Insurance and reinsurance industry losses from severe weather and convective storms in the United States are estimated to be more than $2 billion in March 2017, while the insurance industry loss from Australia’s cyclone Debbie is minimally put at US$310 million, according to Aon Benfield.
The reinsurance broker’s Impact Forecasting unit cites further billion dollar severe weather outbreaks from March, leading to another heavy toll for the industry to pay.
The broker cites an “extremely active period for severe weather” that struck the U.S. throughout March, with four separate significant outbreaks of severe convective storms (featuring tornadoes, large hail and damaging winds) which caused extensive damage across central and eastern regions.

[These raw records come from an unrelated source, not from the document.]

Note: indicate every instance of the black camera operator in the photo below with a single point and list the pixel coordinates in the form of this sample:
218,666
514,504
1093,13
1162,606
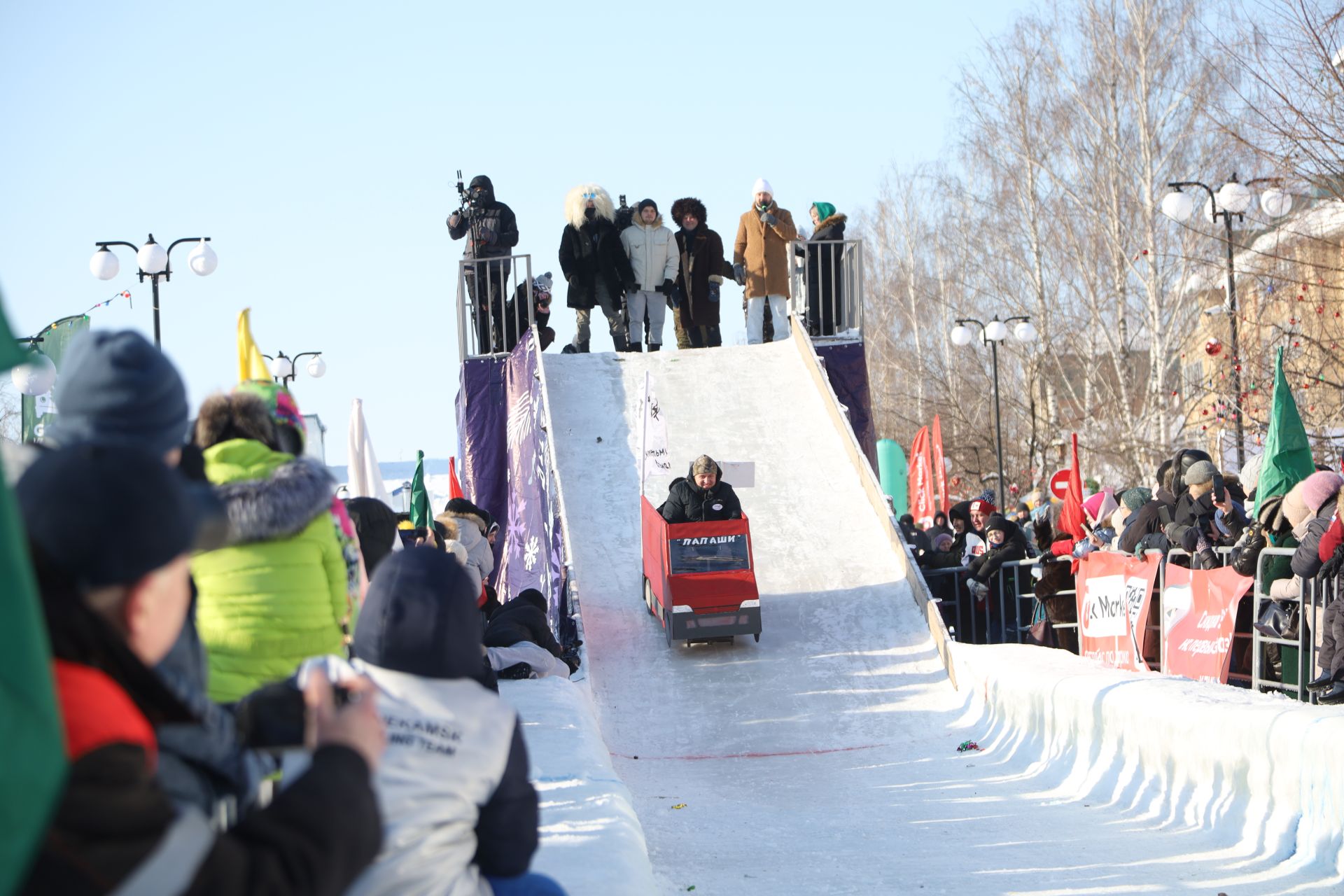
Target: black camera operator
492,234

The most active period of convective weather through March 6th to 10th caused significant damage from tornadoes, large hail and straight-line winds across the Plains, Midwest and Southeast. Impact Forecasting estimates economic losses for this event alone at $1.7 billion, while insurance claims hit $1.2 billion.
The insurance and reinsurance industry is expected to pay a claims cost across the four events of over $2 billion.
With an above average number of severe storm reports in the first-quarter of 2017 the toll is expected to be above $4 billion for the quarter in the U.S. Impact Forecasting had previously reported at least $1 billion of severe weather insured losses in both January and February.
The first week of April has also seen outbreaks of severe weather and tornadoes, continuing this trend and Impact Forecasting expects several hundred million dollars of costs to be added to the economic and insured impacts suffered in the U.S. in 2017.
Additionally, Impact Forecasting gave its first updated on the insurance and reinsurance industry costs from cyclone Debbie, estimated the bill to the industry as at least US $310 million.
The Insurance Council of Australia pegged the loss at AU $413 million from 46,817 early today, which equates to the $310 million. Impact Forecasting said this total will continue to rise further.
Steve Bowen, Impact Forecasting director and meteorologist, commented on catastrophe and weather loss events in March 2017; “There was no shortage of significant natural disasters in March, and while re/insurers’ focus was largely on the events in the United States and Australia, there were other major occurrences in emerging areas for the industry. For instance, a phenomenon deemed a ‘coastal El Niño’ was blamed on catastrophic flooding in both Peru and Colombia, highlighting that there remain areas around the world where insurance can play a critical role in helping people in the aftermath of a disaster.”